The charm quark was predicted in 1970 by Iliopoulos and Maiani when, with future Nobel laureate Sheldon Glashow, they formulated the now-famous “GIM mechanism” in an attempt to understand the weak interaction. This quark - the fourth predicted to exist - is now known to have a positive charge of two-thirds of that of an electron. “The GIM mechanism was a seminal contribution to the developing theory of the electroweak interaction,” David Gross, a member of the Dirac medal selection committee, told physicsworld.com.

Their theory was confirmed in November 1974 with the discovery of the J/Ψ particle - a bound state of a charm quark and a charm antiquark - at both the Brookhaven National Laboratory and the Stanford Linear Accelerator Centre in the US. The discovery persuaded many physicists for the first time to realize that quarks exist.

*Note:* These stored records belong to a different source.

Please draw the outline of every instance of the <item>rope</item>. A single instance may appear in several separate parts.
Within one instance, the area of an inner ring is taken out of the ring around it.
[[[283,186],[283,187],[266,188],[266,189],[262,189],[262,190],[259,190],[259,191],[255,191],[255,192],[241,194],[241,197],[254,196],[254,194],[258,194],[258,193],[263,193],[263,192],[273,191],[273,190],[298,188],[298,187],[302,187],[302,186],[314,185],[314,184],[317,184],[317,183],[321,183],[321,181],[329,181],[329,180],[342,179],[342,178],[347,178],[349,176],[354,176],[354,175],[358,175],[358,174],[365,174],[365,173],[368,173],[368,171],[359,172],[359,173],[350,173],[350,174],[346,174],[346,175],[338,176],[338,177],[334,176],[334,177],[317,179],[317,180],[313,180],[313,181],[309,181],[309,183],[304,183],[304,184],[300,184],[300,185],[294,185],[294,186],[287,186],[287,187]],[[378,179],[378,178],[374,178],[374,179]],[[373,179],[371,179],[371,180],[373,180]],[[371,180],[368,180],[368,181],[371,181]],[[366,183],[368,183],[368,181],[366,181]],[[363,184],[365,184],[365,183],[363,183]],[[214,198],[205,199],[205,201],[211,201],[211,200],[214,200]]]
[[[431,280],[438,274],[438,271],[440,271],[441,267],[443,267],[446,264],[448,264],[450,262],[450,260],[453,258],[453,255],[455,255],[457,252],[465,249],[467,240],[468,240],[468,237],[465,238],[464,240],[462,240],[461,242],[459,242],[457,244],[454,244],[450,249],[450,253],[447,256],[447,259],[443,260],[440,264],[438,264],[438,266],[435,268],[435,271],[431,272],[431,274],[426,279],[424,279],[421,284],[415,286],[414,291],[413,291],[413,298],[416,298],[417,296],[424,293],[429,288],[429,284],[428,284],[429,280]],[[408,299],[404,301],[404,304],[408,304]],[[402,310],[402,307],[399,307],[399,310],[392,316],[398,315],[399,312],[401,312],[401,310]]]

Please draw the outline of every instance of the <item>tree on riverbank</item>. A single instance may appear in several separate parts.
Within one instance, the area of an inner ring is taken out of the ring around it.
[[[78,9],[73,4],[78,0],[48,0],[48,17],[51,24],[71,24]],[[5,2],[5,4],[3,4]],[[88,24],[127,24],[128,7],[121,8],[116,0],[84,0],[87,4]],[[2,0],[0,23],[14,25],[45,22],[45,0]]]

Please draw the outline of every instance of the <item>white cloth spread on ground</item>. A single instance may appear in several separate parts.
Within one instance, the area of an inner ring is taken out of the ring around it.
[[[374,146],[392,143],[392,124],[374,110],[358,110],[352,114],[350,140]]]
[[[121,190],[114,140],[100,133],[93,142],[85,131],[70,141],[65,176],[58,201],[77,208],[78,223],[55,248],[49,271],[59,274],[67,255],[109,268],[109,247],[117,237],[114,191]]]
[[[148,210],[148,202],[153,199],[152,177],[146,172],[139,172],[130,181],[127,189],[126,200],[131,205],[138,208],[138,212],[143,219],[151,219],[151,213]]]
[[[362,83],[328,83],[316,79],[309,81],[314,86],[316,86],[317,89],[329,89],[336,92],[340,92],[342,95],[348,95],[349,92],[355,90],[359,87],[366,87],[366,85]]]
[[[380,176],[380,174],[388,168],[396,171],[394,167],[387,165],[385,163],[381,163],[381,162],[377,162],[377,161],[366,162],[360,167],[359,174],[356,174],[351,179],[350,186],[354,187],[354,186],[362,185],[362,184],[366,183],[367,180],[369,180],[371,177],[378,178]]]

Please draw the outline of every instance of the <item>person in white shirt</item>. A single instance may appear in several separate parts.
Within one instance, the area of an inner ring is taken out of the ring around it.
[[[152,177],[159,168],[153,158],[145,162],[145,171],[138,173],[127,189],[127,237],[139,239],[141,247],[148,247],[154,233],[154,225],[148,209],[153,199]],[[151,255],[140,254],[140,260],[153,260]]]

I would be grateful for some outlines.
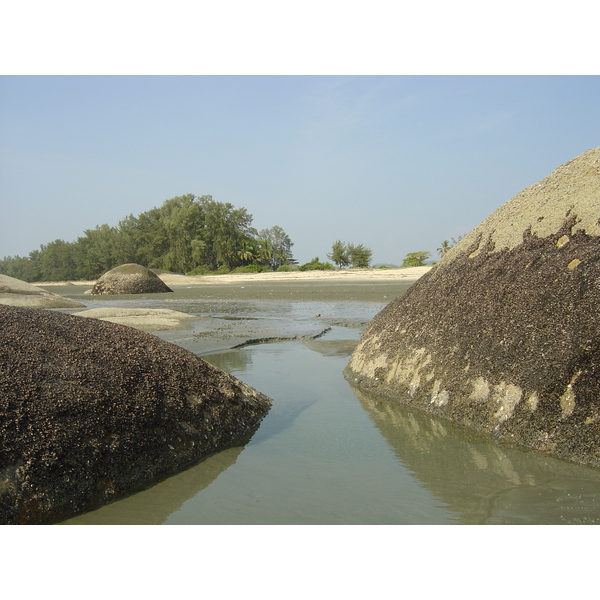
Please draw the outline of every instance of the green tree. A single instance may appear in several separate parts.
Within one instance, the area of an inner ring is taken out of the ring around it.
[[[441,246],[438,248],[438,254],[440,256],[444,256],[444,254],[446,254],[446,252],[448,252],[448,250],[450,250],[450,248],[452,248],[452,246],[450,245],[450,242],[448,240],[444,240],[441,244]]]
[[[341,240],[336,240],[331,246],[331,252],[327,255],[338,267],[344,268],[350,264],[348,248]]]
[[[357,269],[368,269],[371,264],[373,252],[363,244],[348,244],[348,255],[350,264]]]
[[[424,267],[425,261],[431,256],[431,252],[409,252],[402,262],[403,267]]]
[[[275,271],[283,265],[296,262],[292,255],[292,240],[279,225],[258,233],[258,243],[263,249],[263,260]],[[268,258],[267,258],[268,256]]]

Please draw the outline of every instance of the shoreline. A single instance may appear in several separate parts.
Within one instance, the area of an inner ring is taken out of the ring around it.
[[[433,266],[406,267],[397,269],[340,269],[335,271],[282,271],[266,273],[227,273],[225,275],[180,275],[157,270],[157,275],[168,286],[171,285],[235,285],[239,283],[277,283],[277,282],[373,282],[407,283],[421,278]],[[42,281],[33,285],[38,287],[87,286],[93,287],[96,280],[90,281]]]

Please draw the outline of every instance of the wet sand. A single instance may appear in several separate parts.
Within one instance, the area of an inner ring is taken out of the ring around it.
[[[347,269],[339,271],[291,271],[283,273],[234,273],[189,277],[160,272],[160,278],[175,292],[193,290],[195,298],[210,300],[300,300],[391,302],[432,267],[406,269]],[[62,295],[87,292],[93,281],[43,282]],[[60,290],[56,288],[60,287]],[[154,294],[164,297],[169,294]],[[135,296],[105,296],[109,298]],[[80,301],[84,301],[78,298]]]

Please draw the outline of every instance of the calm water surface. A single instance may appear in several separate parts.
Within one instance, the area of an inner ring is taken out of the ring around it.
[[[350,387],[342,375],[348,342],[359,339],[363,324],[384,303],[194,295],[176,290],[168,300],[78,299],[90,308],[182,310],[214,319],[211,326],[219,332],[232,323],[291,338],[330,329],[315,342],[292,339],[219,351],[211,350],[207,321],[157,333],[267,394],[273,407],[246,445],[65,524],[600,521],[600,471],[499,445]]]

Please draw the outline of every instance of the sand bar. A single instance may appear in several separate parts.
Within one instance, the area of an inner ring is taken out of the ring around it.
[[[228,273],[226,275],[180,275],[157,270],[157,275],[171,285],[227,285],[245,282],[300,282],[300,281],[416,281],[432,267],[408,267],[404,269],[339,269],[335,271],[287,271],[268,273]],[[82,285],[92,287],[93,281],[45,281],[36,283],[41,287]]]

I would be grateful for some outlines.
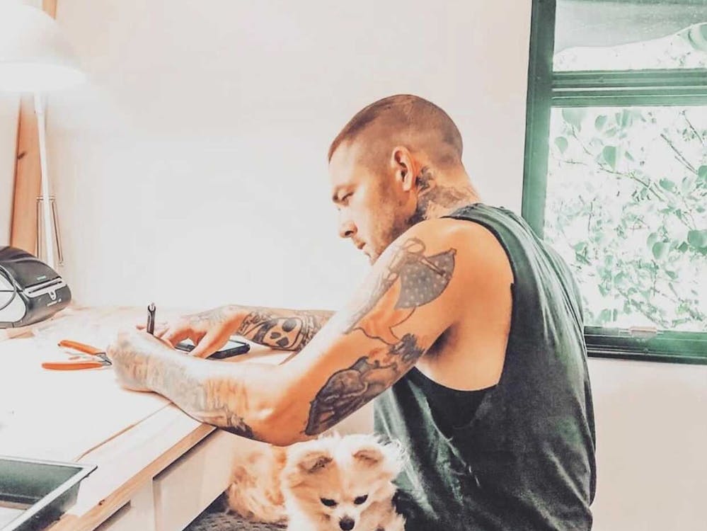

Maiani says he is extremely honoured to win the medal. “Dirac has been my hero since the beginning of [my] physics studies,” he said. “I will never forget the impression made upon me by the hole theory of the positron, and reading his book - together with [Richard] Feynman’s - is the way I learned quantum mechanics.”

The Dirac Medal is awarded to scientists previously unrecognized by the Nobel prize, Fields medal or Wolf Foundation prize who “have made significant contributions to physics.”